We hypothesized that the association between DEHP exposure and timing of labor could also differ depending on a woman's ability to metabolize and excrete DEHP. To test this, we dichotomized %MEHP values at the median and compared metabolite associations within the low and high strata. The association of MEOHP concentrations with longer gestation was 3-fold stronger in the low-%MEHP group than in the high-%MEHP group. The association of MEOHP concentration with the timing of labor might be due to disruption in parturition and signaling by DEHP metabolites, but it might also be due to differences in a woman's ability to metabolize and excrete DEHP. In a previous report, we found %MEHP to be approximately twice as reproducible within a woman over the last 6 weeks of pregnancy as DEHP metabolites (10
), suggesting that %MEHP may reflect stable interindividual differences that could be relevant to the metabolism and excretion of these compounds in pregnancy.

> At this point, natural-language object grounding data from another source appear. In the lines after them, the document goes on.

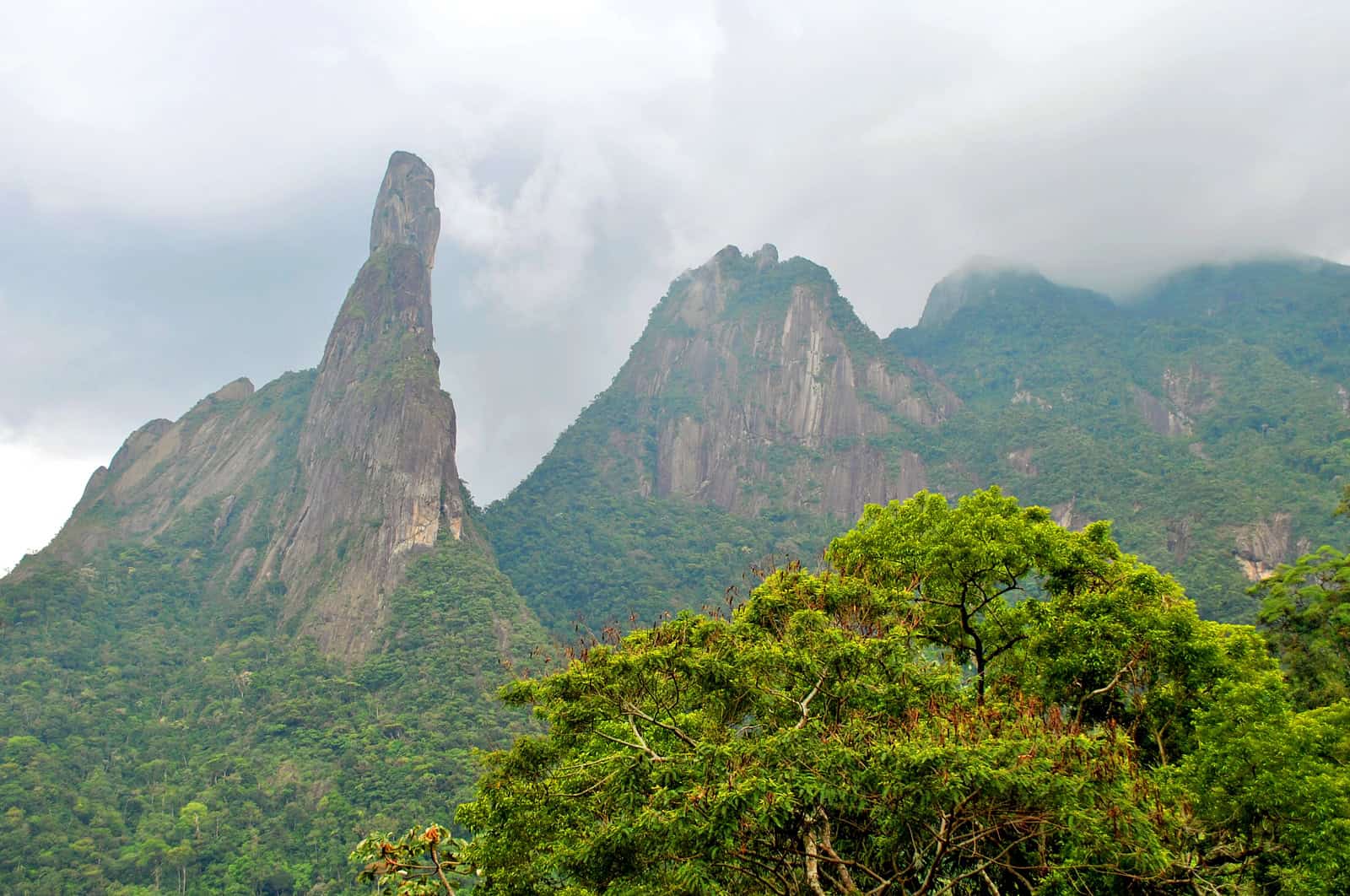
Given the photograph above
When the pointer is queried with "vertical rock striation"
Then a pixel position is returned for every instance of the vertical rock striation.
(321, 484)
(764, 391)
(377, 448)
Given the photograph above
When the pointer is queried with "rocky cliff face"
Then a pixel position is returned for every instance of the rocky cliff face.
(321, 484)
(763, 389)
(377, 448)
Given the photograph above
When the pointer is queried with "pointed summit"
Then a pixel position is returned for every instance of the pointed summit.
(377, 447)
(405, 209)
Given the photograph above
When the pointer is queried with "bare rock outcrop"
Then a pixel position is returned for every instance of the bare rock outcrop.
(323, 483)
(405, 209)
(377, 448)
(1187, 394)
(1262, 545)
(756, 371)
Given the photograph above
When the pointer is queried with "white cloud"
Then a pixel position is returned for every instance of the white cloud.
(586, 153)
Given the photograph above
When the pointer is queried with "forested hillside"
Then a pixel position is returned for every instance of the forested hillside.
(1208, 418)
(269, 626)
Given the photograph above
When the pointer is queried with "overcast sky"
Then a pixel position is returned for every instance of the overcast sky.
(186, 186)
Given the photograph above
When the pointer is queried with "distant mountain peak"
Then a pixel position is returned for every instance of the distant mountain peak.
(405, 209)
(321, 486)
(976, 281)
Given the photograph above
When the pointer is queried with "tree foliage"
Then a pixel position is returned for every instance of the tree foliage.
(836, 734)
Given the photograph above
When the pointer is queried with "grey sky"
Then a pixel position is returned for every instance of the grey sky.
(186, 186)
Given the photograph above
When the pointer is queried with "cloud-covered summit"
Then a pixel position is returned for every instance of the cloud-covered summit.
(186, 185)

Concern exists about the potential for systematic error in estimating gestational age using the last-menstrual-period approach (49
). We addressed this by also using the clinical estimate, which takes into account ultrasound data and examination of the newborn in cases where there are inconsistencies in last-menstrual-period dating and clinical presentation, but the clinical estimate may have been less precise, given that it was rounded up. We found results to be consistent using both measures when including all gestational ages and less consistent when modeling associations with preterm and postterm delivery. Misclassification of gestational age by last menstrual period is most problematic among preterm and postterm births, with the degree of misclassification being associated with maternal race, age, education, parity, month that prenatal care began (51
), and regularity of the menstrual period (52
). Given that some of these factors are also related to phthalate exposure and pregnancy outcomes, we relied on the clinical estimate to model associations with DEHP metabolite concentrations.

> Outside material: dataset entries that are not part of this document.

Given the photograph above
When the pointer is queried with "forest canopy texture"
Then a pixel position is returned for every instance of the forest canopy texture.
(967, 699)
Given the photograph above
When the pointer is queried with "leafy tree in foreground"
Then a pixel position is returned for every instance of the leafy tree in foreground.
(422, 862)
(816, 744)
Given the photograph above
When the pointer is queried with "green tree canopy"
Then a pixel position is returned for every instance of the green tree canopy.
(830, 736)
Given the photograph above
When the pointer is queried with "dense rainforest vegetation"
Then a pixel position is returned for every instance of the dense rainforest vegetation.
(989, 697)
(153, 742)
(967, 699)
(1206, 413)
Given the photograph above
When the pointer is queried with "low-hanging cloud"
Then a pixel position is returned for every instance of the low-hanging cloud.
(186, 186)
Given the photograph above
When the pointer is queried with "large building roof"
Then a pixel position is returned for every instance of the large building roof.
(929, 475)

Some misclassification of DEHP exposure was present in our data, given that we had a single spot urine sample for characterizing exposure. In a previous analysis, we showed that DEHP metabolite concentrations are not highly reproducible in pregnant women over the last 6 weeks of pregnancy, probably because of physiologic changes occurring in the third trimester (10
). Of the SFF subjects, 55% were sampled in the third trimester. In addition to misclassification, there may have been other exposures and risk factors associated with urinary DEHP metabolite concentrations and birth outcomes that we were not able to adequately control for, resulting in residual confounding.

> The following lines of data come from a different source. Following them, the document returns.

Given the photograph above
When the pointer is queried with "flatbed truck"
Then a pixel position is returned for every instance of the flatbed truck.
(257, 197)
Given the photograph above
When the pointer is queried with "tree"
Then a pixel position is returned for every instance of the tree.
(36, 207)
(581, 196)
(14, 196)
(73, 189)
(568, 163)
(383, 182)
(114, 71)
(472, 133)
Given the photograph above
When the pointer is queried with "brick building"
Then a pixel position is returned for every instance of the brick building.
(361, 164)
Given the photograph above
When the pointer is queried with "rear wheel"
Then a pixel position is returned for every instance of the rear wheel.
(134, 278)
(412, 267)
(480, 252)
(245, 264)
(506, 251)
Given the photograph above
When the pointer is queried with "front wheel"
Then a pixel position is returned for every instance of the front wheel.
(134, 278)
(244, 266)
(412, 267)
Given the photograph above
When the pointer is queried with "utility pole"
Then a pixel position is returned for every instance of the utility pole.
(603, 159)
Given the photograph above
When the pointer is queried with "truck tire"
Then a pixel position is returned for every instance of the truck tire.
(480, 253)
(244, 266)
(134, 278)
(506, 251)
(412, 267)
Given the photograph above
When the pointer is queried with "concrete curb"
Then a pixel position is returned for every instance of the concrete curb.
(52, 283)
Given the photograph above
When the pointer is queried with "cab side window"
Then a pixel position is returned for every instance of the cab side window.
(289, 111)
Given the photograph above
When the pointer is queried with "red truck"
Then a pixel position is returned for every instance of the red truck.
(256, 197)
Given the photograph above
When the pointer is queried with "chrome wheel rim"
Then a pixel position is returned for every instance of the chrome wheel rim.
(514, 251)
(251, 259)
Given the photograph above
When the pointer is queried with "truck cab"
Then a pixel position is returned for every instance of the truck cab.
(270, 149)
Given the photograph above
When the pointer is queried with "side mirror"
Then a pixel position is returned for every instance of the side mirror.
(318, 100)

In conclusion, we observed an association between increased concentrations of DEHP metabolites in maternal urine measured during pregnancy and gestational age in a US multicenter pregnancy cohort study. The direction and size of the effect appeared to differ depending in part on geographic location and a woman's ability to metabolize and eliminate DEHP. Our results support the hypothesis that DEHP exposure may alter the dialogue between the maternal and fetal compartments that is essential for normal labor. Consistent with this hypothesis, urinary DEHP metabolite concentrations were associated with an increased risk of cesarean section delivery and of delivering at more than 41 weeks. The binding affinity of the metabolite MEHP for PPARγ and the central role PPARγ plays in regulating placental function may provide an explanation for this association, but this was not directly explored in the present study.
These results need to be replicated in other populations. There is likewise a need for more in vitro and in vivo research to better understand molecular mechanisms by which DEHP may alter placental development and/or function.